这可真是奇怪, 江容想,难道医患关系也存在雏鸟情节吗?
就算真的存在,也没有大夫反过来当“雏鸟”的道理啊……
她想不明白, 干脆就没有继续想,回屋取了明玉花后,便坐上马车去了金风细雨楼。
和过去一样,她一去,还是杨无邪亲自来迎的人。
不过她去得不巧,杨无邪说苏梦枕还在会客。
“会客?”她顺口问,“谁啊?”
“六分半堂,雷总堂主。”杨无邪回答的时候,面上有很淡的笑意。
江容立刻会意:“是来讲和的吧?”
蔡相倒台,朝中墙头草们立刻调转立场,转而支持她三师兄,局势对金风细雨楼愈发利好,雷损当然坐不住。
结果杨无邪却摇了摇头,道:“和已讲过了。
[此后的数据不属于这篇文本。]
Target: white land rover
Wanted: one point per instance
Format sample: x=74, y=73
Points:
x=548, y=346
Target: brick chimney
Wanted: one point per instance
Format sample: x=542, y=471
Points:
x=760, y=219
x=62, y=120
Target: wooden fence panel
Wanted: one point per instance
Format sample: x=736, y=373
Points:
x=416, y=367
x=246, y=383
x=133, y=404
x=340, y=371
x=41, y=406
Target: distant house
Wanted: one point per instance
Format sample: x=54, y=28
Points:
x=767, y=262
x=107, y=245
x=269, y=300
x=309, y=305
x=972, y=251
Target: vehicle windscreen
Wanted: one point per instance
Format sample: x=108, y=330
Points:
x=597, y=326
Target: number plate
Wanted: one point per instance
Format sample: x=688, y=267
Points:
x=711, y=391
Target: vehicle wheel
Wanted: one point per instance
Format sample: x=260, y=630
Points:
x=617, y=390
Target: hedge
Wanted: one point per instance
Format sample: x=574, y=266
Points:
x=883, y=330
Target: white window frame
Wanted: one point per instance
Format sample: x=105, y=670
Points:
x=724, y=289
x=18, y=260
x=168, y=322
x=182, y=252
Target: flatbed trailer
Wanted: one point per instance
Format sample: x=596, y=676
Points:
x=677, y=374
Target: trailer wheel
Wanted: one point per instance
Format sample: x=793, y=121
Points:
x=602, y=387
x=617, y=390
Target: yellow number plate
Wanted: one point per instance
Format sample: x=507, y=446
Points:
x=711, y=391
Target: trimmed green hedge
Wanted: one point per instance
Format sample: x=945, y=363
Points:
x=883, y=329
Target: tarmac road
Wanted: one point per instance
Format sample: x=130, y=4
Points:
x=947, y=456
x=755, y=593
”
江容:“?”那是?
“雷总堂主今日是正式来给楼主答复的。”他分明什么都知道,却还是卖了个关子,“楼主上回,提出了一个让他犹豫不决的条件。”
“他如今可没有犹豫不决的资格。”江容说,“除非他不想继续在京城混了。”
道理是这个道理,但雷损老谋深算,从苏梦枕坚持要解除婚约的态度中窥出了一些端倪,当时死活没松口。
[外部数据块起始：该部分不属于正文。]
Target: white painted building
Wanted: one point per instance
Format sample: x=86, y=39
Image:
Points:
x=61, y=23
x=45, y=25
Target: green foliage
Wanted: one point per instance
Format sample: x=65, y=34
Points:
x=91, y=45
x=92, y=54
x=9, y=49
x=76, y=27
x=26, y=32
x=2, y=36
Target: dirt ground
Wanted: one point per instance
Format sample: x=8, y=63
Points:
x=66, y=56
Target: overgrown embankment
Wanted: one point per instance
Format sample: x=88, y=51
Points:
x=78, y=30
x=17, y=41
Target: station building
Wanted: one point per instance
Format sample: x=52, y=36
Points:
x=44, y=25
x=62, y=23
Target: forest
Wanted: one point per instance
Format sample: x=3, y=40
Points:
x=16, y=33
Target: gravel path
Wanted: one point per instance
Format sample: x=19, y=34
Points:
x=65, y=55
这几日,他大概一直在思考,要怎么拿这一点给六分半堂谋求更多的利益。
可金风细雨楼也不是吃素的,如今主动权在他们手上,雷损迟迟不表态,他们便从各处施压。
这不,才施压了两回,雷损便坐不住,再度上门来了。
也是到这时,杨无邪才由衷地替苏梦枕松了一口气。
苏梦枕被那道婚约绑住太久了,过去几年里,行事难免受其束缚,就连表达感情,都要因此一打再打折扣。
现在解脱之日终临,如何不叫人高兴?
江容并不知道这位总管心里闪过了这么多念头,她简单地问了几句后,便表示既然苏梦枕还在跟雷损谈正事,她可以等一会儿再进去。
杨无邪:“这倒也不必,该商量的,上回已经商量完了,今日相谈,用不了太久。”
像是为了印证他这句话,说完没一会儿,雷损就从红楼里跨了出来。
他今天过来,连手下都没带一个,可见比上次更有诚意。
江容站在红楼外的空地上,远远地见到这位京城枭雄,脑海里不知为何,忽然浮现起了第一次见他时的场景。
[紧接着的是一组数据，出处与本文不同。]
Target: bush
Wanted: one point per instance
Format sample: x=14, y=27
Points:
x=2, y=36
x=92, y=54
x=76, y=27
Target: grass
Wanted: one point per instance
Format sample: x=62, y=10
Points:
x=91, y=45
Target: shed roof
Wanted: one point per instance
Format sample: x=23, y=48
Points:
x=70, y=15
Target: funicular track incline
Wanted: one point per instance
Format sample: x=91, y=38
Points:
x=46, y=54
也是在金风细雨楼,她想,不过那时的他,更像是来耀武扬威,看能不能顺便给苏梦枕补一刀的。
如今两方情境彻底变换过来,他看上去自然不及当初意气风发。唯有一点和当初一样,在路过江容的时候,他仍是意味深长地看了她一眼。
江容被他看得很莫名,也很不舒服。
但想到自己做的事给他造成了多大的损失,她又瞬间释然了。
看就看吧,反正就算被雷损瞪上十万八千眼,她也没啥实质性的损失。
这么想着,她捏紧了手中装了花的玉盒,对杨无邪道:“我也有很重要的事要找苏楼主,我直接进去了。”
杨无邪立刻让路:“江谷主请。”
红楼内,苏梦枕面前用来招待雷损的茶盏还没收。
江容扫了一眼,发现两杯都没碰,不由得很想夸他一句遵守医嘱。
她非常不客气地过去坐下,同他打了个招呼。
“你来了。”破天荒地,他居然没喊她容姑娘。
“是啊,我来了。”江容没有立刻把玉盒摆到他面前,而是笑吟吟道:“我呢,是有个非常非常重要的消息要告诉你才来的。”
苏梦枕闻言一怔,旋即又语气柔和道:“那可真是巧了,我也有个非常非常重要的消息要告诉你。”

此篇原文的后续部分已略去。